1. a kind of embedded vector generation method of the ideograph of view-based access control model, which comprises the following steps:

S1, content of text is divided according to the recognition unit of setting, corresponding mask is sequentially generated to each recognition unit Picture；

S3, using the mask picture in step S1 as prospect, mask picture is superimposed on the background picture in step S2, synthesize base In the single channel gray scale picture of content of text；

S4, the corresponding Gray Moment of single character is extracted according to the single channel gray scale picture based on content of text that step S3 is obtained Battle array, using gray matrix as the coding vector of corresponding character.

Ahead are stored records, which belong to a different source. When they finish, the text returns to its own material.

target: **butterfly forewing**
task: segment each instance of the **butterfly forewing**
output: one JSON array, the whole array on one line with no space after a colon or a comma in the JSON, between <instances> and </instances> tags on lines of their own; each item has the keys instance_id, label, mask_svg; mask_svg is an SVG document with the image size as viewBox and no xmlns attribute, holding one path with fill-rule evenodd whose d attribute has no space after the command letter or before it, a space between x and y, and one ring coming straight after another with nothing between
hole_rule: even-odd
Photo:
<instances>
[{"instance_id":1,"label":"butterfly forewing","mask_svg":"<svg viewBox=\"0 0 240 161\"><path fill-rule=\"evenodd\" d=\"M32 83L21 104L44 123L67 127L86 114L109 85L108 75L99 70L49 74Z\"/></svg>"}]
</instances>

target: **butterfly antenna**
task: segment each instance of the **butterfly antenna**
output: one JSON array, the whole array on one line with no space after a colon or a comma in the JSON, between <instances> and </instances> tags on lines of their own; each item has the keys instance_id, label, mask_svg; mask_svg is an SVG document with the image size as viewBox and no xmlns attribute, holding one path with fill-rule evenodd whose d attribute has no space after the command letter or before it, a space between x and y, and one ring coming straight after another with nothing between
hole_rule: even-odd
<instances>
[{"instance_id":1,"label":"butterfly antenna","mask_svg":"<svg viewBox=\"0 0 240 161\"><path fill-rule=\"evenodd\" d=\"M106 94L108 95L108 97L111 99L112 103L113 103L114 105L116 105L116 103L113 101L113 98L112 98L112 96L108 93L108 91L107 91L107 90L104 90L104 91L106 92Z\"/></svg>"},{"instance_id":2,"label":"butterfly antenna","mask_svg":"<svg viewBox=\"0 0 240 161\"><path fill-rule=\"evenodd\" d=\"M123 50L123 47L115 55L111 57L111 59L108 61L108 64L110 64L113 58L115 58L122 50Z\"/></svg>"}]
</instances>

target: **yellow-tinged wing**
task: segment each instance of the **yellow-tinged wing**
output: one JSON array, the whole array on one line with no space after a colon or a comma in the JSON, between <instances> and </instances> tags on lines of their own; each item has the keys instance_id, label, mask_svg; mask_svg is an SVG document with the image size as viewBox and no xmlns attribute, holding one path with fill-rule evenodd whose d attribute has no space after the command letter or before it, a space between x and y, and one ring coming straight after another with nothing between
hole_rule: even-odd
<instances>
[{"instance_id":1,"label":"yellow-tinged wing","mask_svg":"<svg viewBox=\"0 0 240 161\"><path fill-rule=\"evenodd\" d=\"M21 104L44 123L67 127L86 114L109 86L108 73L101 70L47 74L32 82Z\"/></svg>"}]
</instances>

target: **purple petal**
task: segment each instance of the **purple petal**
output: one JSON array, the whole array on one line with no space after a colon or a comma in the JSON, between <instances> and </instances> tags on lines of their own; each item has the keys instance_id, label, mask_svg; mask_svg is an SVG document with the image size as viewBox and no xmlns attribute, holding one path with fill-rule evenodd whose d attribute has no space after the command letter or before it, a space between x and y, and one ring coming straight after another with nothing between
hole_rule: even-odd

2. the embedded vector generation method of the ideograph of view-based access control model as described in claim 1, which is characterized in that described to incite somebody to action Content of text is divided according to the recognition unit of setting, and it is specific to sequentially generate corresponding mask picture to each recognition unit Are as follows:

The monocase in text is set as recognition unit, content of text is generated into corresponding cover according to monocase for unit one by one Code picture.

3. the embedded vector generation method of the ideograph of view-based access control model as claimed in claim 2, which is characterized in that the list Character is specially Chinese character, punctuate, space and other spcial characters.

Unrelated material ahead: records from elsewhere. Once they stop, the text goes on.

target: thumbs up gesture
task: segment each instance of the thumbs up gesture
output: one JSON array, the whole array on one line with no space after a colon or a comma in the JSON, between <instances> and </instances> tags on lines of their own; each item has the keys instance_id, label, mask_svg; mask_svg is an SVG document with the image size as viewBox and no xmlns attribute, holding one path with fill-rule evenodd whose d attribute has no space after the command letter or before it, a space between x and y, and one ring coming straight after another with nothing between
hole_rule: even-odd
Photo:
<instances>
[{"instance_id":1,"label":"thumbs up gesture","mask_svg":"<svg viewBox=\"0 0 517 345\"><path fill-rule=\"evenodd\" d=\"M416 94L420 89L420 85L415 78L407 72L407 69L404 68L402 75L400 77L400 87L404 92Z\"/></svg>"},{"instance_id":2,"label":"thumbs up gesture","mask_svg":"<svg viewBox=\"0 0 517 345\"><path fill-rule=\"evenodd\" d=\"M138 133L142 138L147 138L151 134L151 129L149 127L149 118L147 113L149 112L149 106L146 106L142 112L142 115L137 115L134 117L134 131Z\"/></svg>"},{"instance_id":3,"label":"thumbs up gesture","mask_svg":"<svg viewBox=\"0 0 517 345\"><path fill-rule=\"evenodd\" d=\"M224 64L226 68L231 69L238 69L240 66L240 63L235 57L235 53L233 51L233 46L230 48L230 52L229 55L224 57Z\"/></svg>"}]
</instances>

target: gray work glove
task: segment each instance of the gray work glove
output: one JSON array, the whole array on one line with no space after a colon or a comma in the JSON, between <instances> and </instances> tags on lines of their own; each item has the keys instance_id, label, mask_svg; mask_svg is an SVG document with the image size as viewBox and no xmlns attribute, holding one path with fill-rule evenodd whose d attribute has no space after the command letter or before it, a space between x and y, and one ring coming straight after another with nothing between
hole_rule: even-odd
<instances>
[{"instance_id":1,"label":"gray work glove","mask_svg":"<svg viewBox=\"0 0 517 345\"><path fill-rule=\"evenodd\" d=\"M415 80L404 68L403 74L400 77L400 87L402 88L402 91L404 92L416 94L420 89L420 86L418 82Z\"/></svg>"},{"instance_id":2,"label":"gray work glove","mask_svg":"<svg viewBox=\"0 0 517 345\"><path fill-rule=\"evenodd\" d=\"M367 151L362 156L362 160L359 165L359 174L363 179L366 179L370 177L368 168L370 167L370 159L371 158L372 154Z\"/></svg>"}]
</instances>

4. the embedded vector generation method of the ideograph of view-based access control model as described in claim 1, which is characterized in that described to incite somebody to action Content of text is divided according to the recognition unit of setting, and it is specific to sequentially generate corresponding mask picture to each recognition unit Are as follows:

The sentence in text is set as recognition unit, content of text is generated into corresponding mask figure according to sentence for unit one by one Piece.

5. the embedded vector generation method of the ideograph of view-based access control model as described in claim 1, which is characterized in that described to incite somebody to action Content of text is divided according to the recognition unit of setting, and it is specific to sequentially generate corresponding mask picture to each recognition unit Are as follows:

The paragraph in text is set as recognition unit, content of text is generated into corresponding mask figure according to paragraph for unit one by one Piece.

6. the embedded vector generation method of the ideograph of view-based access control model as described in claim 1, which is characterized in that described to incite somebody to action Content of text is divided according to the recognition unit of setting, and it is specific to sequentially generate corresponding mask picture to each recognition unit Are as follows:

The article in text is set as recognition unit, content of text is generated into corresponding mask figure according to article for unit one by one Piece.

7. the embedded vector generation method of the ideograph of the view-based access control model as described in claim 1 to 6 is any, feature exist In the step S4 further include:

Binary conversion treatment is carried out to the single channel gray scale picture based on content of text that step S3 is obtained, it is corresponding to extract single character Two values matrix, using two values matrix as the coding vector of corresponding character.